Speaking of powers, 8bit Ninja mixes things up nicely with a stable of three bonuses that you can swap to match your play style. Looking for a more powerful ninja? Concentrate on using and upgrading the coin and XP bonuses, which dole out more of each every time they’re hit. Going for a high score blitz instead? Strap on the spinner blade, land mine, and firecracker to be the last one standing (or at least running around).

8bit Ninja

Like any freemium game, 8bit Ninja wants you spending coins – or premium dragon eggs – to supercharge your play experience with stronger power-ups, more arenas, and better characters. In a nod to Nimblebit and Tiny Tower, however, Dogbyte generously rains coins down from the heavens during each game, leaving you well equipped to upgrade at a fair pace.

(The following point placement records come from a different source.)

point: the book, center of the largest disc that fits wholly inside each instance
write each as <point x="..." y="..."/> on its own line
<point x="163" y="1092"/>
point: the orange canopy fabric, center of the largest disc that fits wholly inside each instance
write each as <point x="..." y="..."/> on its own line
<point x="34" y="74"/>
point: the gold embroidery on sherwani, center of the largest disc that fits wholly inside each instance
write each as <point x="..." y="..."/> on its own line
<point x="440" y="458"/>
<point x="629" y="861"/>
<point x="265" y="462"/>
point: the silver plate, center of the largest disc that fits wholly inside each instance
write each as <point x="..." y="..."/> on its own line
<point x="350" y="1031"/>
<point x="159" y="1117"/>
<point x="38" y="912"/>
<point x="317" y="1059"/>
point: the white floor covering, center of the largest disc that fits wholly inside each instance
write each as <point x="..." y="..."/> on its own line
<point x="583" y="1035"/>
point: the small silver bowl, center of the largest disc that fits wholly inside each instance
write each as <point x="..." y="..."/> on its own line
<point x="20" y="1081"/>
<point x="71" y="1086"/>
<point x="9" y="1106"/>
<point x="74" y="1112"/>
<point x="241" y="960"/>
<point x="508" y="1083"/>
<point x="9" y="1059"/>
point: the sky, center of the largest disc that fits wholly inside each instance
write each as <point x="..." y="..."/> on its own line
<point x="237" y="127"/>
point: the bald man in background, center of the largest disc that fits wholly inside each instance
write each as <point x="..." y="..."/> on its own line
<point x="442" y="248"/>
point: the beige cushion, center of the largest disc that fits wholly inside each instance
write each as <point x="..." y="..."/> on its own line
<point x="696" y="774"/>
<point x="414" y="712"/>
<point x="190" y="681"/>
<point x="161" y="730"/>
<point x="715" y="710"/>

With that said, they also lock up new stages and ninjas behind painfully infrequent dragon eggs (I’ve played for three straight hours and gotten only 12). While I have no problem paying for interesting content, that leaves those who don’t want to shell out occupied with a stock level that feels stale at times.

Putting it in perspective, though, the game is barely a week old, and like Fruit Ninja, is ripe for more modes (and terrible puns, evidently). With a price of entry that can’t be beat, and a rare je ne sais quoi, 8bit Ninja comes highly recommended. You might just find it sneaking up and becoming your new iOS addiction.